Hoofdstuk 6 Uitvoerbaarheid

Het wijzigingsplan doorloopt de in de Wro vastgelegde procedure. Tijdens deze procedure zijn er verschillende momenten waarop belanghebbenden hun zienswijze op het plan kenbaar kunnen maken. In paragraaf 6.1 volgt een nadere toelichting. Daarnaast is het van belang te weten of het economisch uitvoerbaar is. Hier wordt in paragraaf 6.2 op ingegaan.

6.1 Maatschappelijke uitvoerbaarheid

Het ontwerpwijzigingsplan heeft tussen 14 december 2023 en 24 januari 2024 ter inzage gelegen. Gedurende deze zes weken is een ieder in de gelegenheid gesteld zijn zienswijze op het ontwerpwijzigingsplan kenbaar te maken. Van deze mogelijkheid is geen gebruik gemaakt. Er zijn geen zienswijzen ingediend.

Vervolgens is het plan op 13 februari 2024 vastgesteld. Na de vaststelling wordt het wijzigingsplan nogmaals zes weken ter inzage gelegd. Tijdens deze periode is het mogelijk beroep in te stellen bij de Afdeling bestuursrechtspraak van de Raad van State.

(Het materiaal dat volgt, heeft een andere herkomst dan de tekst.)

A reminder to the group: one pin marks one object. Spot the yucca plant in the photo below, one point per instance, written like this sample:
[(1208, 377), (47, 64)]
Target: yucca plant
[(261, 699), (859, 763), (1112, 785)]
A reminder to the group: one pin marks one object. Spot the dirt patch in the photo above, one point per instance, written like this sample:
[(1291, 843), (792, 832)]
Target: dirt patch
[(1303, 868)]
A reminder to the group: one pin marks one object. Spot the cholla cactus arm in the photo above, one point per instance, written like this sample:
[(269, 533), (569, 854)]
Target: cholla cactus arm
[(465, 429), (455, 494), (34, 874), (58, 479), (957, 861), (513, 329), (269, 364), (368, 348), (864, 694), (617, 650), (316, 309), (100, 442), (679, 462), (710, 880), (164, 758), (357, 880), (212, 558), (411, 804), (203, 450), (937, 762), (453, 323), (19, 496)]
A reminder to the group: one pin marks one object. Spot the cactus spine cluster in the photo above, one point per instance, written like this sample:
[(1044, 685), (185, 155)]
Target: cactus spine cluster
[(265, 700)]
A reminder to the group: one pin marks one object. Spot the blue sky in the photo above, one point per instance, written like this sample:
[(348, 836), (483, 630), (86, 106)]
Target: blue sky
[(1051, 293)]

6.2 Economische uitvoerbaarheid

Voor de uitvoerbaarheid van het plan is het van belang te weten of het economisch uitvoerbaar is. De economische uitvoerbaarheid wordt enerzijds bepaald door de exploitatie van het plan (financiële haalbaarheid) en anderzijds door de wijze van kostenverhaal van de gemeente (grondexploitatie).

Financiële haalbaarheid

Het plan wordt uitgevoerd en bekostigd door de initiatiefnemer. De gemeente heeft geen kosten voor de realisatie van dit plan. Initiatiefnemer beschikt over voldoende middelen om de voorgestane ontwikkeling te kunnen realiseren. Er zijn geen onvoorziene hoge kosten te verwachten, gezien er geen bebouwing wordt gesloopt of gerealiseerd. Ook is er geen sprake van onzekere financiële bijdragen van derden.

Grondexploitatie

In het voorliggende plan is er op basis van artikel 6.2.1 Bro geen sprake van een bouwplan. De grondexploitatieregeling is daarom niet van toepassing. Om deze reden wordt door de gemeente van het opstellen van een grondexploitatieplan afgezien. De plankosten worden via leges op de initiatiefnemer verhaald. Hiermee is het kostenverhaal anderszins verzekerd en is op grond van artikel 6.12 Wro geen exploitatieplan nodig.